Coming soon is the Ericsson Network Manager, an SDN-based tool that lets administrators automate and manage virtualized networks. This kind of tool is important because as carriers upgrade their networks they are using many more base stations/nodes, so they need the tools to enable them to deploy and do network optimization on these elements more easily – and that, in turn, can allow for a better end user experience. The first domains will be managed by Ericsson Network Manager in the fourth quarter of this year.
“Ericsson Network Manager provides unified network management in a single platform, making for ease of transition as service providers look to consolidate their network operations,” said Anil Rao, industry analyst with Analysys Mason’s Telecoms Software research team. “Communication service providers know that achieving the best end user customer experience is one of their top priorities today.

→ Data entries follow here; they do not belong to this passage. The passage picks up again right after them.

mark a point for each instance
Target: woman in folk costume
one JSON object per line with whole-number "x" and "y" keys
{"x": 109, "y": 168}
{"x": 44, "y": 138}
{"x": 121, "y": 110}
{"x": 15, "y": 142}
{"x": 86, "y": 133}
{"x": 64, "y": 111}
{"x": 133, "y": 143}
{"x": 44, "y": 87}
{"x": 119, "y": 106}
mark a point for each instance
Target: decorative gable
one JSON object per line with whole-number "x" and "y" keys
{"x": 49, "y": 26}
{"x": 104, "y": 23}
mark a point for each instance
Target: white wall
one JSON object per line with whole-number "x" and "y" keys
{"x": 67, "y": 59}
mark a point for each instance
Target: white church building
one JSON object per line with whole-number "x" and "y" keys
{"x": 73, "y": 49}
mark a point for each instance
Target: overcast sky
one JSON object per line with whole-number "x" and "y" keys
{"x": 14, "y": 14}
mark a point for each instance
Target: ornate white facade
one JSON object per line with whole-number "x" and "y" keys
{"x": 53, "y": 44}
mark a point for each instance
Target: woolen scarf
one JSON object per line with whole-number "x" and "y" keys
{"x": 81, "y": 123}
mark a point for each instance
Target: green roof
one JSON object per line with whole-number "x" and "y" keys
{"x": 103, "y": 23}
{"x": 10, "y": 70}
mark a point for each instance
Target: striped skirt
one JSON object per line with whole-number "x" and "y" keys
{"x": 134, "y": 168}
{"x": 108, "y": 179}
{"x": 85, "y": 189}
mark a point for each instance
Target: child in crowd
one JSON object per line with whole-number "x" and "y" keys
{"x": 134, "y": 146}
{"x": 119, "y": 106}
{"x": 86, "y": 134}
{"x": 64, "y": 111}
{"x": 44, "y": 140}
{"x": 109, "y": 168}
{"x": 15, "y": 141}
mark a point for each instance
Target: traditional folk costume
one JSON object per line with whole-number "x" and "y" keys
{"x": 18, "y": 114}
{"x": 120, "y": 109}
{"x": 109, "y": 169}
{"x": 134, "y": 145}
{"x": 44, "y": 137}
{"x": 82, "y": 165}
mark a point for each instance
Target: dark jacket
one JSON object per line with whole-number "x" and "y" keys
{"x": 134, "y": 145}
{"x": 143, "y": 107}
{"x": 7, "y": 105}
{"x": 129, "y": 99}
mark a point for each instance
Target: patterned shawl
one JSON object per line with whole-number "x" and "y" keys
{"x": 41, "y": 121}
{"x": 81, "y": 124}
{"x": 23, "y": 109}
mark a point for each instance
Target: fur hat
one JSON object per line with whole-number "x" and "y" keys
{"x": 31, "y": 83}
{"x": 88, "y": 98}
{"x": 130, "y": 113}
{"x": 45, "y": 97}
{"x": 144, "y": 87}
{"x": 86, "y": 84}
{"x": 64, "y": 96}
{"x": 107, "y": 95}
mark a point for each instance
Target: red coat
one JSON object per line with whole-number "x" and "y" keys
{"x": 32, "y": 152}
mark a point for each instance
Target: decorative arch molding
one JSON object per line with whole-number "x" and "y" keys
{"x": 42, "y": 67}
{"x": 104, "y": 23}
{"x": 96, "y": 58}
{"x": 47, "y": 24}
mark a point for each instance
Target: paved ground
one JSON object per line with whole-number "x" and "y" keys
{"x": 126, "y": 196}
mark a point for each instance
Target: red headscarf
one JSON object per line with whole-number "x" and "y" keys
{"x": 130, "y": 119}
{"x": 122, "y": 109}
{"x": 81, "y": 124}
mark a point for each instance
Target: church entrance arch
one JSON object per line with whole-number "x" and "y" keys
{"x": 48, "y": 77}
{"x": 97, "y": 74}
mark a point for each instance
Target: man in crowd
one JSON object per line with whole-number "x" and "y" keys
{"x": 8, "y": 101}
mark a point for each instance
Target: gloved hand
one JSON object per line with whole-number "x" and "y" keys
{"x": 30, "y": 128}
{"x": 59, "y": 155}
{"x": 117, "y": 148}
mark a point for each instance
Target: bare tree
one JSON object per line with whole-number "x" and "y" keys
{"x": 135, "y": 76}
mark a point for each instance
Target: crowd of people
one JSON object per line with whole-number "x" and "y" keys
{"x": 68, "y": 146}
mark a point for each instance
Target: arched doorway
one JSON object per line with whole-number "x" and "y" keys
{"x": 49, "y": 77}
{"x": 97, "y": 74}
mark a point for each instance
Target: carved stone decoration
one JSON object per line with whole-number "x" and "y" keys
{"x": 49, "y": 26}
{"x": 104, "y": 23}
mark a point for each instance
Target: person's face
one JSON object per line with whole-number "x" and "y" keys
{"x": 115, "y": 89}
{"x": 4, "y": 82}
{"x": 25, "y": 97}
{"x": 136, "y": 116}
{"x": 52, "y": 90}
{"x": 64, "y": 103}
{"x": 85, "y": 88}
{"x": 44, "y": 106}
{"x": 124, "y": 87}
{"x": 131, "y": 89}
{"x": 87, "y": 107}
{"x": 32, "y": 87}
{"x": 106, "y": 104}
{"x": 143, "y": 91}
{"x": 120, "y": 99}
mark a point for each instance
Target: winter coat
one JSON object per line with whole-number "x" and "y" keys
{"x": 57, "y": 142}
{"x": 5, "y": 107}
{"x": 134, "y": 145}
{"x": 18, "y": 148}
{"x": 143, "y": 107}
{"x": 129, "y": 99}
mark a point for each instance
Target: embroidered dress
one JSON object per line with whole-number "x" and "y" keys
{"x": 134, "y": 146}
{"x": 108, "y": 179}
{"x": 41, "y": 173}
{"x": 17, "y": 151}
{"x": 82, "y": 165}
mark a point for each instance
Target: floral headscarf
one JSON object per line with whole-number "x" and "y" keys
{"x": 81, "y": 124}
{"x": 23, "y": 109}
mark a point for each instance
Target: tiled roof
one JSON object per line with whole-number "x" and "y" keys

The Ericsson Network Manager is a step-up and the right approach toward providing an integrated, end-to-end network view, along with the flexibility and automation needed to deliver a compelling customer experience that can differentiate the operator.”
In February, Ericsson also announced a strategic partnership with packet optical equipment vendor Ciena, through which the companies will jointly develop an IP optical solution that will leverage Ciena’s optical transport technology (specifically the Ciena WaveLogic coherent optical processors); build IPoWDM interfaces/boards for the Ericsson SSR 8000 platform; and create multi-layer and multi-vendor open service provider SDN transport control. The deal also involves a global resale agreement that will see Ericsson resell Ciena’s 6500, 5400 and OneControl NMS.
Ciena, which Ovum says is the No. 3 converged packet optical vendor globally with 14 percent market share, delivers coherent optical technology as part of its SSR edge router that addresses layers 4 through 7 applications and should be “readily adaptable to SDN/NFV,” according to Ovum analyst Ron Kline.
“The partnership could also open the door for future collaboration in the mobile backhaul market where both companies are quite strong,” Kline adds. “A combination of an integrated Ciena packet backhaul and Ericsson microwave radio would be tough to beat especially given Ericsson’s global strength in LTE.”
That looks to be a big opportunity. As Strategy Analytics recently said, SDN-related mobile backhaul operational savings could reach $9 billion worldwide by 2017. An earlier report from Strategy Analytics indicated service providers could use SDN to save $4 billion in capital expenses related to mobile backhaul by 2017.